The Doctrine of Cyberinsurgency

Governments talk about “cyberwar” and spend large amounts of money protecting against unspecified attackers; that is window-dressing: what they really fear is insurgency. Cyberinsurgency.

As governments, the police state, and the corporate state are increasingly turning to computers to collect and manage the data that they need to inflict their will, they increasingly make themselves vulnerable to attack from within their own IT infrastructure. Beginning in the 1980s, government ceded control over even its own data management systems and critical electronic infrastructure. For “cost reasons” (mostly really as a way of funneling money from the public coffers to private sector contractors) governments increasingly came to depend on outside data sources, hired system administrators, cloud services, and private data-gathering systems. Every aspect of modern government or modern corporations now embed the tantalizing advantages of computerized automation, databases, or networks. Only now they begin to realize they have ingested poison.

The cyberinsurgent aims to weaken digital government’s control systems, make them less efficient, more expensive, leakier, more vulnerable, and – in general – turn them against their original purpose. Every database, if it’s useful, has the potential to be rendered useless. Every surveillance system can be blinded by being pointed at other parts of the system. Every feedback loop can be coaxed into going non-linear. Every cost-saving measure can be made to be more expensive than what it replaced. These are the weapons of the cyberinsurgent. Governments and corporations have turned to computing to allow them to scale, what they don’t realize is that those systems can just as easily be made to scale in terms of inefficiency and cost.

The doctrine of cyberinsurgency contained here is a set of moral justifications for why such actions are not only proper, they are necessary. Coupled to those justifications are strategic doctrines for how to reason about the type and cost of damage that you wish to cause, and tactical tropes representing the broad techniques for how to create innovative and expensive non-linear attacks.

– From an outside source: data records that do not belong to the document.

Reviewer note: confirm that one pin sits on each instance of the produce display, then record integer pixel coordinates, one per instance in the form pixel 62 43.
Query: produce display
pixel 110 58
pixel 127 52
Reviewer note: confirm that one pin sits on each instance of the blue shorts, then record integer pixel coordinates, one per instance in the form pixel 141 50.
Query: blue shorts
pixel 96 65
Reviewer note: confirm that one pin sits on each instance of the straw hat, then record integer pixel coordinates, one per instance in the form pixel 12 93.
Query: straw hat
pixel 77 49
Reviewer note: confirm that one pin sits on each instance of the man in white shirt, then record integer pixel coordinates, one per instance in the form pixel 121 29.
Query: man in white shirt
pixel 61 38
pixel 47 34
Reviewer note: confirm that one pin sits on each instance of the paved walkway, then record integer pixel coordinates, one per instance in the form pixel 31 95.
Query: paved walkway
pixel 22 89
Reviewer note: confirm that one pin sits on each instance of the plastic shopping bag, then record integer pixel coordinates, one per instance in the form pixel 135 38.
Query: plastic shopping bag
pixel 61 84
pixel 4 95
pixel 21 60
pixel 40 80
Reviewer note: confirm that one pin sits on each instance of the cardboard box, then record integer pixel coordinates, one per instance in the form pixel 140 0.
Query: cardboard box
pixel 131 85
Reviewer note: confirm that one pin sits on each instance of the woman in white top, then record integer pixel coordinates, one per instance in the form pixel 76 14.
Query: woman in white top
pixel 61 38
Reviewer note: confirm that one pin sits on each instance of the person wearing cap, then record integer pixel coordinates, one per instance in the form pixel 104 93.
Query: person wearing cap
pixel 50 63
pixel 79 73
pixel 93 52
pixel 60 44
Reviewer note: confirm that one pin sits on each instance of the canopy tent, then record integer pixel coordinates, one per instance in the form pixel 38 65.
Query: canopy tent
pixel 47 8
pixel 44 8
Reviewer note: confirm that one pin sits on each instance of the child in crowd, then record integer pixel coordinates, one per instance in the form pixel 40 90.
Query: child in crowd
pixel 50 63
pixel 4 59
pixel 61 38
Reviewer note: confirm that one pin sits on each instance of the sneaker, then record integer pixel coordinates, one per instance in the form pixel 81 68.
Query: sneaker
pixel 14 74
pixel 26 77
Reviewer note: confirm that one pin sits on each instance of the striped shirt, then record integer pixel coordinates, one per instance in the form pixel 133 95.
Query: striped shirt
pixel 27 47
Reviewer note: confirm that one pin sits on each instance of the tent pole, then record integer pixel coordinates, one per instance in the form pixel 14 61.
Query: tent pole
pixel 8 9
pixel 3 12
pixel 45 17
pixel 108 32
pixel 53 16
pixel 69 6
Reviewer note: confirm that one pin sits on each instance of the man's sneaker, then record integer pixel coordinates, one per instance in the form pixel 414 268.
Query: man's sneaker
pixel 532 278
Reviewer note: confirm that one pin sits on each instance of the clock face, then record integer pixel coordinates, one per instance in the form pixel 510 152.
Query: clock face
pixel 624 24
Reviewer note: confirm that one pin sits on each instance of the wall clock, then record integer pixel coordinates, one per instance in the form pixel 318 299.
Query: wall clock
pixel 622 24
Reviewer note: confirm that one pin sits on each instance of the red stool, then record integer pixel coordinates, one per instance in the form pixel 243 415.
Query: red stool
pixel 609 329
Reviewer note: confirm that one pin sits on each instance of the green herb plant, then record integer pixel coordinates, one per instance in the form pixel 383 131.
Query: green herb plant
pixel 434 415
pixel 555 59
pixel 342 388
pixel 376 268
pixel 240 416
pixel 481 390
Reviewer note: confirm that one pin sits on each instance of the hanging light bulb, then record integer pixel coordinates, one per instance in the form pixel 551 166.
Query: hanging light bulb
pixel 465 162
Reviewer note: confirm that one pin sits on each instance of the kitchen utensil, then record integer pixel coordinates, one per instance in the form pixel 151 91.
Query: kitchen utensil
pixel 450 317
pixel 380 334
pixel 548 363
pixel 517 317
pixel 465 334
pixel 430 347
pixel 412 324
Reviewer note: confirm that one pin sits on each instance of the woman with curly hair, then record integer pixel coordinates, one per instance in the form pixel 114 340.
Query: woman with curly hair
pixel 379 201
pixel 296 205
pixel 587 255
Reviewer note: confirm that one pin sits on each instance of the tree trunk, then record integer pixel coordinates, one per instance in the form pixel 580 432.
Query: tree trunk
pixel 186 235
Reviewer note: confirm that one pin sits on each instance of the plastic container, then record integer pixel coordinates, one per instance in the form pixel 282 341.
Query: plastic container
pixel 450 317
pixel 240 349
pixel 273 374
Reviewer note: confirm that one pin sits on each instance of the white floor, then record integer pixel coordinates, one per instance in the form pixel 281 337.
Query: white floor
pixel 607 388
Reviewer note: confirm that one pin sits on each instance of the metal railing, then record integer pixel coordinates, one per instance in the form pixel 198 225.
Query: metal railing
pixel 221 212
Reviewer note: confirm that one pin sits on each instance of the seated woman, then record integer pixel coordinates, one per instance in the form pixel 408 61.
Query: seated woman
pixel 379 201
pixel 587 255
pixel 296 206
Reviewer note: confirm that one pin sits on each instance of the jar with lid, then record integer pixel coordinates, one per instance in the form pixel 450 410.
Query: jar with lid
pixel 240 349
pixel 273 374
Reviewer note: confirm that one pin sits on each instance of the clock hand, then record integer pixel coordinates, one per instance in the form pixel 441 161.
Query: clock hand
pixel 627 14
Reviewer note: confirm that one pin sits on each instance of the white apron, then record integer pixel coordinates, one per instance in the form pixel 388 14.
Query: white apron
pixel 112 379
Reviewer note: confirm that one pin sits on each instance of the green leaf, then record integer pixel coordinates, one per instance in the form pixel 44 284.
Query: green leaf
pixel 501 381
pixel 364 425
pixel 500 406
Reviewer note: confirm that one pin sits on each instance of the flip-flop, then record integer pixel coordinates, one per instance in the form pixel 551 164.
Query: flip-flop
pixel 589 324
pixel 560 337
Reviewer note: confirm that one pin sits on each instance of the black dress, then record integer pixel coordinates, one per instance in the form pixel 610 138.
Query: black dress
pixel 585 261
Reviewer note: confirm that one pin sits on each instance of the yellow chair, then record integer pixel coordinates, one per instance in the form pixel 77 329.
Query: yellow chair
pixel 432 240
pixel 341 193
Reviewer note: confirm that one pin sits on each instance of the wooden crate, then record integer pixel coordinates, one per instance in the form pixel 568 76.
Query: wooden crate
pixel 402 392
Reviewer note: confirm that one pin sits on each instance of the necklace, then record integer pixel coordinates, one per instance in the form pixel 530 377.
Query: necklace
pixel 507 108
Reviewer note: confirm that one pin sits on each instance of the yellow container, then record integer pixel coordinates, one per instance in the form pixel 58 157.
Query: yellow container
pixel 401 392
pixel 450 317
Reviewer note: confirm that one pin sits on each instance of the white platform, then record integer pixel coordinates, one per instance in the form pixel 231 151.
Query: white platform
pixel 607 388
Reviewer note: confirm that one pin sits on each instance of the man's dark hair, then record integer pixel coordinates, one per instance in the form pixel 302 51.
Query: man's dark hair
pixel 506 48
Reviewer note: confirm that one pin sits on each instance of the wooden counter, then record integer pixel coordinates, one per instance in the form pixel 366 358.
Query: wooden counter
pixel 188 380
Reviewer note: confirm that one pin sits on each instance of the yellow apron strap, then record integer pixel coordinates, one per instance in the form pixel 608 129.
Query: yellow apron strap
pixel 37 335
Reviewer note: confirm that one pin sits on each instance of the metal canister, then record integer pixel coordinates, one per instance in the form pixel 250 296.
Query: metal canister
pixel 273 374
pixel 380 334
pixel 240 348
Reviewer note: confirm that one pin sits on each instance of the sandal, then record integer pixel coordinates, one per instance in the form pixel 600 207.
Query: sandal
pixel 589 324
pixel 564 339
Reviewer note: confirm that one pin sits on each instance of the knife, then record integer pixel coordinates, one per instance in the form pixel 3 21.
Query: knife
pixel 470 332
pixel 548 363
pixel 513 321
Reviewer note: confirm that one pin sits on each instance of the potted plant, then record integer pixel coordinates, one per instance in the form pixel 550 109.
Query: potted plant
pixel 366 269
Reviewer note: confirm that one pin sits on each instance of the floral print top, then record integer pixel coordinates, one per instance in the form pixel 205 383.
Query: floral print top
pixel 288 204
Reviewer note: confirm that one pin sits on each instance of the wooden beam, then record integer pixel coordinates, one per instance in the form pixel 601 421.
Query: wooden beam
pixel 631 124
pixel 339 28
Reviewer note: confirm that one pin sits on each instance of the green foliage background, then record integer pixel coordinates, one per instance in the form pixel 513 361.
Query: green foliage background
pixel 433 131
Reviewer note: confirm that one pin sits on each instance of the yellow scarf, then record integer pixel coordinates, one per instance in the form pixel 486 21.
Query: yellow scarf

In war colleges around the world, the militaries of governments are thinking how to win “4th generation warfare” – insurgency style special operations in which the insurgent attacker seeks to do disproportionate damage vis-a-vis the cost of doing that damage. Theorists call this “asymmetric warfare” – a single insurgent that is able to tie down a squad searching for them, has caused their opponent 1:20 in terms of logistical costs. Governments and militaries understand the principles of asymmetric warfare and are deeply concerned about insurgencies because they always lose asymmetric wars. The standard doctrines for counter-insurgency revolve around two philosophies:

  • Hold and Clear
  • Hearts and Minds

The hold and clear counterinsurgency doctrine is to massively occupy an area where insurgents are active, then weed them out, and move on. The hearts and minds approach is to befriend the locals and remove the logistical support and reservoirs of person-power the insurgents depend upon. Neither of those approaches has any meaning whatever in cyberspace. There is nothing to “hold” and the establishment has already lost the battle for “hearts and minds” otherwise there wouldn’t be an insurgency in the first place. The cyberinsurgent recognizes that 4th generation warfare is wonderfully effective against 3rd generation computing practices.

Governments and corporations are woefully under-prepared to deal with cyberinsurgency. They are barely able to keep joy-riding hackers out of their networks and systems, how do they expect to deal with attacks that are designed not to penetrate or steal but to degrade or obfuscate?